I found this anecdote, and Adolphus's alleged quote, in Under the Influence, a book written by two St. Louis journalists, Peter Hernon and Terry Ganey. Ganey and Hernon heard the anecdote during an interview with Gus Busch. I discounted the accuracy of the tale. (Indeed, based on my reading of primary sources and other available evidence, I concluded that Ganey's and Hernon's book was an unreliable secondary source.)

Here's what I wrote in the book:

The anecdote, though it captures the brutality of the struggle, is most likely apocryphal. The most ferocious beer wars unfolded in the two decades prior to Gussie's birth in 1899. Adolphus’s health failed in 1906, leaving him frail and wheelchair-bound; from then until his death in 1913, he spent most of his time in California or Europe. Even assuming the event took place as late as, say, 1910, when Gussie would have been eleven years old, Adolphus would not have been involved and his grandson too young to comprehend the grown-ups' conversation, let alone remember it accurately some seventy-five years later. More likely the tale evolved over the years as part of the mythology that surrounded a family of successful men with over-sized personalities.

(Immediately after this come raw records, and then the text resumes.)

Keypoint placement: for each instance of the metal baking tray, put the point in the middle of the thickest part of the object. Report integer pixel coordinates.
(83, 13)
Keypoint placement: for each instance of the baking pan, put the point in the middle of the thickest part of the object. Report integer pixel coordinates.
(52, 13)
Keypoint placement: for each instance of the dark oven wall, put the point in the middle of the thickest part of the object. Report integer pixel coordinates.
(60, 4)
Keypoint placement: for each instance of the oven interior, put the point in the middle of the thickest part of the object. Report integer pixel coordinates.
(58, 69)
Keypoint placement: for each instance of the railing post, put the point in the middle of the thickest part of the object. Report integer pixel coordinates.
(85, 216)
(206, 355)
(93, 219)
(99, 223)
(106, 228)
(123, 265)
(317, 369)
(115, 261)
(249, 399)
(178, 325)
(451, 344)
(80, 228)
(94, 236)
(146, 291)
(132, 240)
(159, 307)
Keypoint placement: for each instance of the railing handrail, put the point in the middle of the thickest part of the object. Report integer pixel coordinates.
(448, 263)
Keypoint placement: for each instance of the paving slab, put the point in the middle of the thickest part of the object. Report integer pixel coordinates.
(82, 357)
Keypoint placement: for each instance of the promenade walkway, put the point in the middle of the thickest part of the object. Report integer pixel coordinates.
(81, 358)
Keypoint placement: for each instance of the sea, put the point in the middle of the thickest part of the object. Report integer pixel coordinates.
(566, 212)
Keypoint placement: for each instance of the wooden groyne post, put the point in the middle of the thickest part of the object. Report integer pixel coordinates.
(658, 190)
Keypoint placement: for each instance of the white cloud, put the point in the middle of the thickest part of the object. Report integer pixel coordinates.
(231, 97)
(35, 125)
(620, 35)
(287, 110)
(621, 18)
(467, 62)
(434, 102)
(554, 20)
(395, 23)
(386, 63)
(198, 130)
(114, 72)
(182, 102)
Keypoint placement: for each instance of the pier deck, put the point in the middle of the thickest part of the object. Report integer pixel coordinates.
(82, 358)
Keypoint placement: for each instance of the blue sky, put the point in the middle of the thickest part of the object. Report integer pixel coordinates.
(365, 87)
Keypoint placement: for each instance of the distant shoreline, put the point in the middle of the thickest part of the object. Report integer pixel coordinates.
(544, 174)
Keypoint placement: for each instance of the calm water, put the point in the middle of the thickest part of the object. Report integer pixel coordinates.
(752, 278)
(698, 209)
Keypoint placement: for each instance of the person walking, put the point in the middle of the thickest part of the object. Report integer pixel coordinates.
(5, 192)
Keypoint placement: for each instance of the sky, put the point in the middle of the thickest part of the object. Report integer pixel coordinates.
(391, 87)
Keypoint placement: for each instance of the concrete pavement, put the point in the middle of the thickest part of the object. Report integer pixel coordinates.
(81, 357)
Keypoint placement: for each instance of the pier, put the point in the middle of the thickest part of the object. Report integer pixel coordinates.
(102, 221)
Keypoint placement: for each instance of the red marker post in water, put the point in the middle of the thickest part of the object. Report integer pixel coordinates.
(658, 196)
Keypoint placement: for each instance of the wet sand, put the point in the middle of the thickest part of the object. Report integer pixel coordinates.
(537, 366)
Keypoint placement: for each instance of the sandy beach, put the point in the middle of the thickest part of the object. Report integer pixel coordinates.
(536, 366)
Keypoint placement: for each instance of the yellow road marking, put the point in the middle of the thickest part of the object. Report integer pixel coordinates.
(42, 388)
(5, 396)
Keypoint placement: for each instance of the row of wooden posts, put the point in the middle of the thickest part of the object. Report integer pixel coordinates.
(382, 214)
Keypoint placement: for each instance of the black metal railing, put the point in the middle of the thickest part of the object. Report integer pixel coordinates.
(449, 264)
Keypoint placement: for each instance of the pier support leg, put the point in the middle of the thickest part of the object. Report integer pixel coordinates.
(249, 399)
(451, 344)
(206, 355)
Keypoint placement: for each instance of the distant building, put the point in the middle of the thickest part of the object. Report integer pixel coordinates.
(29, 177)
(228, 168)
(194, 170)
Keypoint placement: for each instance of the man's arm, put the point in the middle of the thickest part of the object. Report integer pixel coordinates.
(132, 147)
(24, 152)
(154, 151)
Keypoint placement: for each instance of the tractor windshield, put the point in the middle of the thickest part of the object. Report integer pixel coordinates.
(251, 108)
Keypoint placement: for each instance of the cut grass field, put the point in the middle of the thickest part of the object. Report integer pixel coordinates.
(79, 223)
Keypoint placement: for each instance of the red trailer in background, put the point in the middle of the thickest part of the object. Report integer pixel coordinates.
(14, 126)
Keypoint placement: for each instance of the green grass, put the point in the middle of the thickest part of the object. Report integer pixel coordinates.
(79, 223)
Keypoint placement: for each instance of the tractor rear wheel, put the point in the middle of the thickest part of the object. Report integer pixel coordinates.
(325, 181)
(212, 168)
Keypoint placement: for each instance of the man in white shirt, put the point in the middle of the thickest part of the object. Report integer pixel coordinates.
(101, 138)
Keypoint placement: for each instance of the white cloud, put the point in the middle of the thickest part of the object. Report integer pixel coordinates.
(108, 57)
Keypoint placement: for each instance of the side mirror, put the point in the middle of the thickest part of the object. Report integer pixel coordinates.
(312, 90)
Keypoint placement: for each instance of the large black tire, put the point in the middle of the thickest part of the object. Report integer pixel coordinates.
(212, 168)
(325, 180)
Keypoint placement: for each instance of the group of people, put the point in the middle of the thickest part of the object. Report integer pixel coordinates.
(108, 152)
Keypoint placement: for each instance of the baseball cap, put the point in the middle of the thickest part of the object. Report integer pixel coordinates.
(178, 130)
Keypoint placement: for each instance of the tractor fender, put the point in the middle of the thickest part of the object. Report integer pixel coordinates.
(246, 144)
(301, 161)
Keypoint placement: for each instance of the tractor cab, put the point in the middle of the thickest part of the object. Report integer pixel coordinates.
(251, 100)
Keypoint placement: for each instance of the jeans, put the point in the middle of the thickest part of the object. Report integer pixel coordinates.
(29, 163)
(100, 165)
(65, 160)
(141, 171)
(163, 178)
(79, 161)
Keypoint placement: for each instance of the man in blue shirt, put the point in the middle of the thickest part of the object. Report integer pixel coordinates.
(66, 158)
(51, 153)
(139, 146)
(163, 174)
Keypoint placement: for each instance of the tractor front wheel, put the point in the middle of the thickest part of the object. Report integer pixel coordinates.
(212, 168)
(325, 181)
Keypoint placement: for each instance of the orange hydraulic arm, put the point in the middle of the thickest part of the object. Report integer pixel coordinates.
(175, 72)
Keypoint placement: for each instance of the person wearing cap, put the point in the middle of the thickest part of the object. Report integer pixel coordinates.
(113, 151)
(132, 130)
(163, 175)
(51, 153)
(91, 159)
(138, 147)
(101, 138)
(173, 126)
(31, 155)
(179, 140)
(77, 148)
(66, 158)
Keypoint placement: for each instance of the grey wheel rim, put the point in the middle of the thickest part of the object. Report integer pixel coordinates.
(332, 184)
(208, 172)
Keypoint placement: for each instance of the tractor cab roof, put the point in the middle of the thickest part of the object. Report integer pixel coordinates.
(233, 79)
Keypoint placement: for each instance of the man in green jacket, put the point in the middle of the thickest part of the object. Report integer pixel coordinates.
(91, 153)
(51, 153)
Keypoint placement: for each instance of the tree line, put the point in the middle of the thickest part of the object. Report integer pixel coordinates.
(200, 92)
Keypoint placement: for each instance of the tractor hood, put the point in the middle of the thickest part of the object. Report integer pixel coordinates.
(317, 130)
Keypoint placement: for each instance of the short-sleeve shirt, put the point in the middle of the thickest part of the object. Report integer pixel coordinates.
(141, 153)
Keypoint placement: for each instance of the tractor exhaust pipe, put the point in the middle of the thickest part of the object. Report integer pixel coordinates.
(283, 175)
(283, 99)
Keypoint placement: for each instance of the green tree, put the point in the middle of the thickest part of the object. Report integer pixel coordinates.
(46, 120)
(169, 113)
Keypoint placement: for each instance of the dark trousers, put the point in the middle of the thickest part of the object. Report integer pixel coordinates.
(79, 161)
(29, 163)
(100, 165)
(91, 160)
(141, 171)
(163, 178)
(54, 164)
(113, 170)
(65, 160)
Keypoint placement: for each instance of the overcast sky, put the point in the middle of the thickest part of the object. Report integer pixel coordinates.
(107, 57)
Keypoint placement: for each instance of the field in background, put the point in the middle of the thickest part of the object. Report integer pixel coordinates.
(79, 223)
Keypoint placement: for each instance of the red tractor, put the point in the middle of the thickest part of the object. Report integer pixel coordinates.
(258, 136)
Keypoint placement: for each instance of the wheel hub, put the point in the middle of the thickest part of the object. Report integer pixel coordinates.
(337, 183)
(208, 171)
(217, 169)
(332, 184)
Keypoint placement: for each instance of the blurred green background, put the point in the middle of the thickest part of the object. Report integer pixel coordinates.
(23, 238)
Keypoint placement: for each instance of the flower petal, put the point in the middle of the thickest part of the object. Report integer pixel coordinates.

Again, this is part of my work: I can't take the evidence at face value. Instead, I examine many sources, and different kinds of evidence, and the facts (one of them, in this case, being the "fact" that Gus Busch wasn't even alive when the events in question took place), and only then do I decide which evidence is reliable and which is not.

Is this art or craft? In my opinion (based on 25 years experience), it's a craft. Historians learn how to use evidence based on experience, trial-and-error, and the wisdom acquired from that. Does that mean I'm always "right"? No. But I make the best judgments I can, using the evidence at hand.